In 2011, the US came close to a government shutdown, but it was narrowly avoided with a last-minute deal in August. We compare several indicators to show why there is a clear distinction between then and now. If the situations differ widely, will the economic and financial outcome too?
- Treasury yields are reaching much higher levels now, driven by the proximity of the tapering. Interestingly enough, QE2 had ended in June 2011 and markets were anxious about another rout of bond purchases by the FED (Operation Twist would follow). In spite of the threat of losing the AAA rating, Treasury yields fell sharply the weeks before an agreement was reached.
- Monetary Policy: the chart below highlights what was at stake. As can be seen, the Fed balance sheet was at a standstill when the chicken game started. In 2013 the Fed has acted preemptively and postponed its taper for fiscal reasons. The Fed is still purchasing at a rate of $85 billion a year and we do not see an end to this trend until at least December.
- News Flow Dynamics: One reason why Treasury yields declined was that the economy was decelerating sharply. As can be seen below, the news flow was unfavorable, while today's shutdown occurs when the economy is strengthening after a limited middle-of-the-year soft patch...
- Another way to highlight this is through PMIs. The ISM Manufacturing has been much stronger in 2013 relative to 2011.
- Stock Markets: in 2011, the S&P 500 had a very slow start and fell by 20% before an agreement was reached. Even if the index has fallen by 3% recently, it remains very close to its historical highs.
6 Reasons For Gridlock/Possible Exit: in 2011, the cause for gridlock was clearly linked to the dire fiscal position of the US (fiscal deficit at 8% of GDP) and the Sequester, which helped move the situation along. The opposition today is in regards to ideology and "partisan gamesmanship," or said otherwise, saving face. Republicans are bent on defunding or postponing Obamacare, which has already gone into effect, while Democrats are refusing to give any concessions. The issue this time around is that real, closed-door negotiations did not start until after the shutdown occurred.
Now, it seems that with the approaching debt-ceiling limit on October 17th, Congress will be forced to combine the issues in a Frankenstein deal, which will require concessions on both parts. The alternative will be Obama single-handedly raising the debt ceiling as the shutdown continues (not likely).
7 Crisis Fatigue and Late Scramble: The chart below shows how the sovereign CDS reacted to the political crisis. The green line shows that until very recently the shutdown/debt ceiling crisis was clearly outside of the main scenario of many investors.

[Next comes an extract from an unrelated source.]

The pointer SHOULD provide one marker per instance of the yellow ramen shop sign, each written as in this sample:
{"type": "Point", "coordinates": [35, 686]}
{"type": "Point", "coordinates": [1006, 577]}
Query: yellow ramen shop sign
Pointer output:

8 Euro Crisis: In August 2011, the euro crisis reached a climax which spurred the interbank market / US money market crisis. The severity of the liquidity crisis triggered a sharp fall of the EUR across the board and led to a safe-haven related appreciation of the USD.
History rarely repeats itself, even less when the initial conditions differ as much as they do today. Therefore, how certain can we be that a bad outcome in October 17th (or at least a drawn out chicken game) would end up with:
- lower stock prices;
- lower treasury yields; and
- a stronger USD?
The charts below show some reasons to doubt this:
i. The correlation with the USD and US Treasury yield has now turned positive; and
ii. The correlation between stocks and bonds is no longer positive (even though the last point on the chart could be a case for caution).
Bottom Line: The initial conditions differ strongly when we compare August 2011 with today. Initially, it may look like the US economy is much more resilient now and seems much more able to shun a political crisis (news flow, stock prices, fiscal situation and monetary policy). Yet, contrary to 2011, there is no political artifact available to solve the crisis (sequester). The lingering belief that a last minute deal will be found is clearly a sign of crisis fatigue that is highlighted by the relatively low level of the Political Risk Index of Baker, Bloom and Davis. The main problem is that if the crisis worsens, there is only a limited probability that asset prices will replicate 2011's move as the current readings of correlations suggest. The idea of having lower stock prices, lower yields and a stronger dollar seems overplayed. We would rather prepare for lower stocks and higher yields. The main uncertainty would be on the USD. The recent re-correlation of the dollar with UST yield was Fed-related. If yields increase as a reflection of a higher political risk, the odds would be for a lower USD - especially since there is no euro-crisis going on.